Your FICO score, which is the score most likely to be used when you apply for a loan, is determined by 5 different factors, as the below chart illustrates:

Credit Utilization: 30%
Payment History: 35%
Credit History: 15%
New Credit: 10%
Credit Mix: 10%

Payment history is the most important factor affecting your score. It is crucial that you make payments on time. Credit utilization looks at how much of your available credit you use.  The closer you are to maxing out a credit card the more your score will be negatively affected.  Credit history is determined by how long each of your accounts have been open; the longer the better.

The new credit portion of your score is affected by how many loans or credit lines you apply for in a short amount of time, usually 2 years. Lastly, credit mix looks at the different types of loans and credit accounts you are paying.
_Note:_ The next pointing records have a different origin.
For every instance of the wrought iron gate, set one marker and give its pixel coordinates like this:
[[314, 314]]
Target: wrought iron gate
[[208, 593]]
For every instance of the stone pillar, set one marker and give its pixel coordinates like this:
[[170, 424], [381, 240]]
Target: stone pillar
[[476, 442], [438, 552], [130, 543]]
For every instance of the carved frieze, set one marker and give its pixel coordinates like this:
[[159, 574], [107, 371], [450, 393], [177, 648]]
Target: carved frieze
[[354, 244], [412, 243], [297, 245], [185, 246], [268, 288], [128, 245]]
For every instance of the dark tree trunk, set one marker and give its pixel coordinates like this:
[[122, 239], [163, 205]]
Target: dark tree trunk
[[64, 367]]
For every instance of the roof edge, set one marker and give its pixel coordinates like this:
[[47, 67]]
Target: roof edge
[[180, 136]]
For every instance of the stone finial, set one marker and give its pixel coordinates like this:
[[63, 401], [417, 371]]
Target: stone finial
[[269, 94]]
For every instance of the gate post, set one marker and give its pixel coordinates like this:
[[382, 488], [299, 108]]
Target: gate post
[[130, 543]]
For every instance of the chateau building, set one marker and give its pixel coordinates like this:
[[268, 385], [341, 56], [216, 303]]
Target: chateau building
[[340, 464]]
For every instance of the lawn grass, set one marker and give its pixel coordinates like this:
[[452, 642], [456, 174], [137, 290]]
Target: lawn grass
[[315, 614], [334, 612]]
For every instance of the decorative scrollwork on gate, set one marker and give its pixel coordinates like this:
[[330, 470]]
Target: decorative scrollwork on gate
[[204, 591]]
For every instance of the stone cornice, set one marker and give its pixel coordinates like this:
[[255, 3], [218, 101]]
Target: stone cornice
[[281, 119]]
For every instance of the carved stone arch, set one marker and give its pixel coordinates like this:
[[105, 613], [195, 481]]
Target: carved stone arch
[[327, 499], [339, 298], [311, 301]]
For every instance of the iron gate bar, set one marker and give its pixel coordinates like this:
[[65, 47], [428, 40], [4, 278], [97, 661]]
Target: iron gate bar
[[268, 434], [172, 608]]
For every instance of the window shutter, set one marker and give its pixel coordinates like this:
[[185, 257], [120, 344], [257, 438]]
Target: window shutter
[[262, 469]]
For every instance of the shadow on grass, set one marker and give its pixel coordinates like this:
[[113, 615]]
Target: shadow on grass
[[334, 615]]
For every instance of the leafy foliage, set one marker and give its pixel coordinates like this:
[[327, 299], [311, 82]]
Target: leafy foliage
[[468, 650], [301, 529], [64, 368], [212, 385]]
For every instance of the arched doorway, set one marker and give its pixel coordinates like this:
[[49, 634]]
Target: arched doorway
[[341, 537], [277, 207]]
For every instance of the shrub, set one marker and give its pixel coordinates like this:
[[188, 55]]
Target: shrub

It is typically good for your credit score if you have a mix of installment loans (car payments, mortgage payments) and revolving credit accounts (credit cards).
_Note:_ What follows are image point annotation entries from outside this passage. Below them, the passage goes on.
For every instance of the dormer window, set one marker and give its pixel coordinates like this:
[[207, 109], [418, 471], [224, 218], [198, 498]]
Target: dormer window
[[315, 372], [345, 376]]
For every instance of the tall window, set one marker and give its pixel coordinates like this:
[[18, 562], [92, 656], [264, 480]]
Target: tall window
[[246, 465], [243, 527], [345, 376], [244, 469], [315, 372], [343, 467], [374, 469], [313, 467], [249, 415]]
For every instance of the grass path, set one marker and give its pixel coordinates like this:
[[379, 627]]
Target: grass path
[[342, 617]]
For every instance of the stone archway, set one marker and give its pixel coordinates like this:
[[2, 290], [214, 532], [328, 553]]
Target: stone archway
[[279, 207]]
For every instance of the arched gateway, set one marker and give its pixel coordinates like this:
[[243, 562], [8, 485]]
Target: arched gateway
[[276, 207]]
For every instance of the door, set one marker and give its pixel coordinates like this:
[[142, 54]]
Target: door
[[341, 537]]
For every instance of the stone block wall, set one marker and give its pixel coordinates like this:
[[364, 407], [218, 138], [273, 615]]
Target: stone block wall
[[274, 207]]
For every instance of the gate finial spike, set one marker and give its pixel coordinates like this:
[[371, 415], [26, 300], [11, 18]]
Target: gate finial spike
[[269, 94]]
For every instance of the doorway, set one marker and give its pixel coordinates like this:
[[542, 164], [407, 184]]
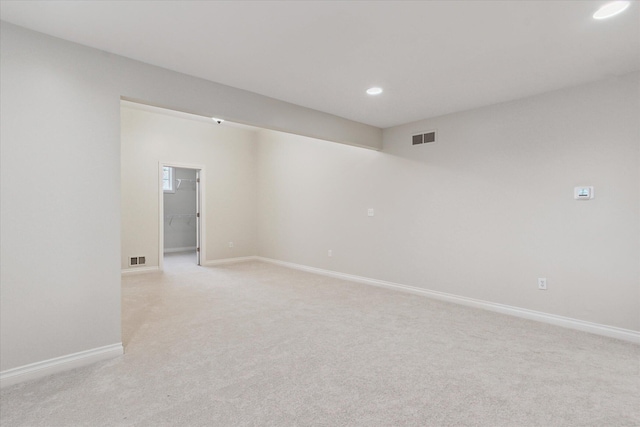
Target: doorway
[[180, 212]]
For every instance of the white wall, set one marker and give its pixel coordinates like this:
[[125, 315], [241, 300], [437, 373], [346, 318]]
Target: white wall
[[228, 158], [180, 231], [60, 139], [483, 212]]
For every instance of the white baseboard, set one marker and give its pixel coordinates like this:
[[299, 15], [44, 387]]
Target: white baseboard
[[567, 322], [136, 270], [230, 260], [59, 364], [172, 250]]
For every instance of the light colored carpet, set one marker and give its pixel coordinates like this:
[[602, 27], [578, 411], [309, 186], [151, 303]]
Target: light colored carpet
[[255, 344]]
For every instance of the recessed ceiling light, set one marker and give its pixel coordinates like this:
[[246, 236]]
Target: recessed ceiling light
[[611, 9]]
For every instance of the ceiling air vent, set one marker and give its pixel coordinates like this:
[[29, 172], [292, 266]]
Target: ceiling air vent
[[423, 138]]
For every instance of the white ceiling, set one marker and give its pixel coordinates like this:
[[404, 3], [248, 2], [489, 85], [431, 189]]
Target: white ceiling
[[431, 57]]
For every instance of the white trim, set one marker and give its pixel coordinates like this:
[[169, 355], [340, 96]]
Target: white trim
[[59, 364], [173, 250], [232, 260], [136, 270], [566, 322]]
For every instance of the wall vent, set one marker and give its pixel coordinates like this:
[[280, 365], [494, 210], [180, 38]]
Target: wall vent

Know What Score is Considered Good / Bad / Excellent

FICO scores range from 300 to 850. The chart below can give you an idea of how lenders typically view scores.  Keep in mind, however, that this can vary from lender to lender.  It’s important to shop around when you are applying for a loan.  You can often check your own score, and speak to a lender about how your credit will be viewed before officially applying for a loan.

800 plus = Excellent*
740 to 799 = Very Good
670 to 739 = Good
580 to 669 = Fair
579 and lower = Poor

Check Your Own Credit Score & Report

You can’t take steps to improve your credit if you don’t know where you stand. It will NOT hurt your score if you check it yourself. There are 2 different types of credit checks known as hard vs. soft.  A hard credit check takes place when you apply for a loan or credit account, and it can slightly ding your score.  A soft credit check, however, does not affect your score, and checking your own score is considered a soft check.

There are a couple different ways to check your credit score. Some banks and credit card companies are starting to provide credit scores to their customers for free. You may be able to find your score by accessing your account online or reviewing your monthly statement.  Check with your bank or credit card company.  There are also websites who provide free scores such as  You can also go to to purchase your score directly from the credit reporting agencies.

In addition to checking your credit score, you are entitled to a free copy of your credit report from each of the 3 credit reporting agencies each year. Your credit report provides you with in-depth details of your credit history, and it is important to regularly review it for any errors.  You can go to to order your free reports.

Know the 1 Step that Can Improve Your Credit Score Quickly

When we discussed the 5 factors that determine your credit score above, most of the points we discussed require time, consistency, and patience. For example, if you make a late payment (typically 30 days or more), it will lower your score sometimes drastically and can stay on your credit report for 7 years.  Though, your score will be affected less and less as time passes.

There is one step you can take that can help raise your score quickly. Keep your credit card balances at less than 30% of your available credit. That means that if you have a credit card with a $10,000 limit, keep your balance at no more than $3,000.

I know it can take time to pay down a large balance. If your interest rate is high, and you have money in savings, consider paying off your credit card debt. Even if you devote an extra $50 to $100 a month to paying down your credit card balances, the payoff can be huge.  You’ll save hundreds in interest payments, and the lower your balance goes the more your score will improve.

The road to a great credit score can be bumpy and long. There may be times when the most you can do is pay on time and wait for your score to improve.  Don’t give up, make a plan to pay off debt, and be consistent with your payments.  The payoff will be worth it.